As readers might’ve guessed, opponents of the campaign in Afghanistan are a nuisance of mine, from anti-war protestors who think because the country is hot and Muslim it must be like Iraq to more serious critics like Adam Holloway. The problem is not their position, which is valid, but the disingenuous arguments they use to support it. By misdescribing the conflict, they’re able to legitimise their position on withdrawal/drawdown and gather support from the public by appealing to instincts like defeatism and isolationism. This is annoying to those who try to see the conflict objectively, standing apart from both supporters and opponents.
One of the most effective advocates for military drawdown is Rory Stewart, who has challenged a lot of the assumptions underlying current policy in Afghanistan. He argues persuasively about the many problems we face, from corruption in the country to the political and economic challenges in building a viable state. There are serious flaws in Stewart’s critique, however, which makes the unquestioning faith some place in him worrying. He not only misdescribes the conflict but also views it through an orientalist perspective, particularly through an orientalist interpretation of Lawrence of Arabia. The way in which Stewart misdescribes the conflict has been touched on here, and others have also pointed out the false assumptions and impracticalities behind his recommendations for drawdown. I want to look at the way he creates a false distinction between himself and his opponents by imitating his hero T. E. Lawrence, even though both sides are guilty of military Orientalism. This should make us look more critically at his contribution to the debate about Afghanistan.
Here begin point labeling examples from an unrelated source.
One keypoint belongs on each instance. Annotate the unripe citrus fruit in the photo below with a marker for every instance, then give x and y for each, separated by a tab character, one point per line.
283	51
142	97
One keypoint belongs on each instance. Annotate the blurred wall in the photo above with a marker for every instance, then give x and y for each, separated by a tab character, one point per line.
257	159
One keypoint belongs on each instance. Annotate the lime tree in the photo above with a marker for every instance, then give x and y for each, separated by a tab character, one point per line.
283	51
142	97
The theme which runs through all Stewart’s work is that our involvement in Central Asia and the Middle East is undermined because it is influenced by pseudo-intellectuals who want to impose abstract, doctrinal ideas on those regions. He criticizes the counterinsurgency doctrine on which our strategy in Afghanistan is based as too abstract to be a serious policy. ‘An incredibly impressive and elaborate intellectual edifice has been created by proponents of involvement in Afghanistan’, he notes dismissively. It minimises the differences between cultures, exaggerates our fears and aggrandises our ambitions. President Obama and policymakers generally are bamboozled by the beauty of counterinsurgency doctrine as interpreted by people like John Nagl and General Petraeus. ‘The path is broad enough to include Scandinavian humanitarians and American special forces; general enough to be applied to Botswana as easily as to Afghanistan; sinuous and sophisticated enough to draw in policymakers; suggestive enough of crude moral imperatives to attract the Daily Mail; and almost too abstract to be defined or refuted.’ But Stewart is sceptical because, unlike these people, he ‘knows’ the East. ‘Ten years in the Islamic world and in other places that had recently emerged from conflict had left me very suspicious of theories produced in seminars in Western capitals’, he wrote in Occupational Hazards. The case for our involvement in Afghanistan is ‘so buoyed by illusions, caulked in ambiguous language and encrusted with moral claims, analogies and political theories’, however, that it is almost futile to show how out-of-touch it is.
Stewart makes some legitimate points here. There are counterinsurgency experts who take doctrine and turn it into an ideology, unquestionable in its precepts and teaching. It contrasts with others like Andrew Exum and David Kilcullen, who accommodate doubt in their writing and acknowledge they could be wrong. But the overarching criticism is wide-of-the-mark because the latest counterinsurgency doctrine emphasises the importance of understanding ‘the East’ and its culture, which is partly the problem with it. ‘The “cultural turn” should be applauded for encouraging military actors to distance themselves from their own norms to imagine that of others’, writes Patrick Porter in Military Orientalism. If ‘knowing the enemy’ is to be a serious endeavour, however, then ‘there is much more to it than assuming behaviour is necessarily a linear continuum from pre-existing cultural systems.’ One can argue that Stewart sets-up the distinction between ‘abstract, doctrinal intellectuals’ and himself because he is trying to emulate T. E. Lawrence. The narrative which Lawrence spun after the First World War was that the Middle East was ruined because policymakers failed to listen to him, who ‘knew’ the region and what was good for it. It was a narrative that is heavily orientalist, making assumptions about ‘the East’ and its culture’s incompatibility with Western influence, and it informed Stewart’s recent documentary about Lawrence and is a theme throughout his work. But through aping the military Orientalism of T. E. Lawrence, Stewart makes the same fallacies as those he sets-up as his opponents, clinging to fixed ideas about culture in Afghanistan and ‘the East’ to support his arguments. ‘War is a power struggle, a deadly reactive dance,’ as Porter continues, ‘and culture is subject to its volatile nature.’
This post is not meant as a comprehensive study of Orientalism in Rory Stewart’s work or the presence of the Lawrence ‘myth’ in it, but is instead highlighting a new perspective with which to view his work more critically when it comes to arguing about Afghanistan.